Have you ever wanted to encrypt one file with symmetric encryption?
Have you ever wanted that encryption to be randomized?
Have you ever wanted that file to be indistinguishable from random noise?
Have you ever wanted that encryption to be authenticated?
Well, I certainly did! And apparently no existing tool did all those things. So I made one.
Running nix-shell --command 'cargo build --release'
should work. The
executable will then be in ./target/release/scromble
. Please file an
issue if that doesn't work!
If you would like to use the AVX2 backend for XChaCha20, build with
nix-shell --command 'RUSTFLAGS="-Ctarget-cpu=haswell -Ctarget-feature=+sse2" cargo build --release'
instead. Everything
else should be the same. The fastest results I've seen are expected
with RUSTFLAGS="-Ctarget-cpu=native"
.
scromble
was designed and tested on Linux, so writing the output to
stdout
was a perfectly reasonable, sensible idea. However,
apparently on Windows, writing non-unicode data to stdout
crashes
the program, and if you redirect stdout
to a file causes bytes to be
interpreted as UTF-8, then converted to UTF-16le with a byte order
marker and some extra data. I'm working on understanding how on earth
to deal with that, but for now, please use
scromble encrypt <infile> <outfile>
and scromble decrypt <infile> <outfile>
.
$ scromble -h
$ echo mypassword | scromble encrypt mydata.txt >mydata.enc1
$ echo mypassword | scromble encrypt mydata.txt >mydata.enc2
$ echo mypassword | scromble decrypt mydata.enc1 >mydata1.txt
$ echo mypassword | scromble decrypt mydata.enc2 >mydata2.txt
# should be empty
$ diff mydata{,1}.txt
$ diff mydata{,2}.txt
# should be different
$ diff -b mydata.enc*
# should fail, leaving mydata3.txt empty
$ echo notmypassword | scromble decrypt mydata.enc2 >mydata3.txt
Error: BadHmac
NOTE: if any of the below information seems wrong, please file an issue!
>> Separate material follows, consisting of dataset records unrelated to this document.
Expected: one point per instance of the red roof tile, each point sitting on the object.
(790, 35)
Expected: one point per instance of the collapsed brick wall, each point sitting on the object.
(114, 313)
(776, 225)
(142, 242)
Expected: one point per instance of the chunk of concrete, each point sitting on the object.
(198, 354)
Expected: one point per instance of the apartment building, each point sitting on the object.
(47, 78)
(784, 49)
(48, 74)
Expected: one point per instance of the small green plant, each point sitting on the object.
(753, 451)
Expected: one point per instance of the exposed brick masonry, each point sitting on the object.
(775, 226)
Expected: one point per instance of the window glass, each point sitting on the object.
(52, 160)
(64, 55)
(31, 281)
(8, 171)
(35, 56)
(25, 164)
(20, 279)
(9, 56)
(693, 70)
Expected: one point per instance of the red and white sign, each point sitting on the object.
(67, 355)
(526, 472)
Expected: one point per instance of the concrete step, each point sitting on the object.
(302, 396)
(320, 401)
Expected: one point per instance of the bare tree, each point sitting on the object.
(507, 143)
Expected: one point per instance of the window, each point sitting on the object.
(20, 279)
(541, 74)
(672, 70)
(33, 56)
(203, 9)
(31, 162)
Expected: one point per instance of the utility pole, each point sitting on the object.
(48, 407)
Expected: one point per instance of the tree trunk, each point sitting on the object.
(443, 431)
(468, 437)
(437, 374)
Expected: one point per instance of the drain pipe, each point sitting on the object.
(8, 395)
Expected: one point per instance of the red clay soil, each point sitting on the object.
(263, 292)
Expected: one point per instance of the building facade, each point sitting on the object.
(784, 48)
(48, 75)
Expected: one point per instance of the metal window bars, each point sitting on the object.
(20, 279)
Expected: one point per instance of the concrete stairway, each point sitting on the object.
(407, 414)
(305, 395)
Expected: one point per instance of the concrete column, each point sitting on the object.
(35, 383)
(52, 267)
There are two formats, "hip and modern" and "legacy". "hip and modern" is the default, and "legacy" only supports decryption.
Random byte generation is done with Rust's thread_rng()
, which is a
CSPRNG (right now, I believe it's ChaCha20).
Key derivation is done by running argon2i
on the input password,
mixed with a 64-byte salt.
Encryption is done with XChaCha20
, with a 24 byte (192bit) nonce. In
"legacy" mode a hack is used when the keystream becomes very large:
- If the keystream extends to
core::u32::MAX/2
(ie,2^31
, about 128gb), it generates a key and a nonce from the keystream, and uses those to reinitialize XChaCha20. This can happen an unlimited number of times.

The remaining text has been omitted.